CHOOSE YOUR TIPPLE WITH CARE
ALCOHOL is another thing you should view as a treat — after all, you don’t drink it because you are thirsty.
Beer, lager and cider are out if you are watching your blood sugar levels — per pint, they contain up to 18g carbs (which has the equivalent effect on blood sugar levels as 4 ½ tsp of sugar), hence beer bellies.
Wine is a better choice, but keep well within 14 units per week.
The 14 units guideline equates to around six 175ml glasses. Red wine may have slightly more health benefits as it contains more resveratrol, an antioxidant that helps protect cells from damage.
Being low carb means my alcohol tolerance has dropped; two small glasses of wine are all I can cope with. I occasionally have a glass or two of champagne, which tends to contain relatively little sugar.
When people yearn for a drink it is often because they are craving sugar to wake them up.

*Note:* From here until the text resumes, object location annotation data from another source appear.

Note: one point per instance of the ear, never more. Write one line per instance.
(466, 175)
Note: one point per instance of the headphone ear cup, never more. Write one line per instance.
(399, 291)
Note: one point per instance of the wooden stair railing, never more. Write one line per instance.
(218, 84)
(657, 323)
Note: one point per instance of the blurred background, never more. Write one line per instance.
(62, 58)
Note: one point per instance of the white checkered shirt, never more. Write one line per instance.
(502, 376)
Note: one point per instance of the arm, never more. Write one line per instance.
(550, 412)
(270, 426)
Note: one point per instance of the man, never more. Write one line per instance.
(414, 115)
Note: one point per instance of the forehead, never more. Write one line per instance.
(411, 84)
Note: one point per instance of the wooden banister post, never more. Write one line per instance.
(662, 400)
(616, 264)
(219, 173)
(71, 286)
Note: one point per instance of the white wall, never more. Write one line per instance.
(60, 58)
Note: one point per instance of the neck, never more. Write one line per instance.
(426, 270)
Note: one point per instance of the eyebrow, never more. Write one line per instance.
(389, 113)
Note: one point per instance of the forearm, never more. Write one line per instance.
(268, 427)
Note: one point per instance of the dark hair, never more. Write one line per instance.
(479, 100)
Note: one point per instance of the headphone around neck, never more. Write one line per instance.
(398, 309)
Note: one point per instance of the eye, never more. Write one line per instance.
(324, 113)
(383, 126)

Instead of reaching for the corkscrew, make a low-carb drink in a wine glass. Try sparkling water with a tablespoon of orange juice and a dash of Angostura bitters, or my own summer favourite: mint, lime, ginger and soda water.
The cravings will pass — try distraction techniques or a herbal tea. Not only will your waistline and blood sugar levels thank you for it, but you’ll soon feel more energetic in the mornings.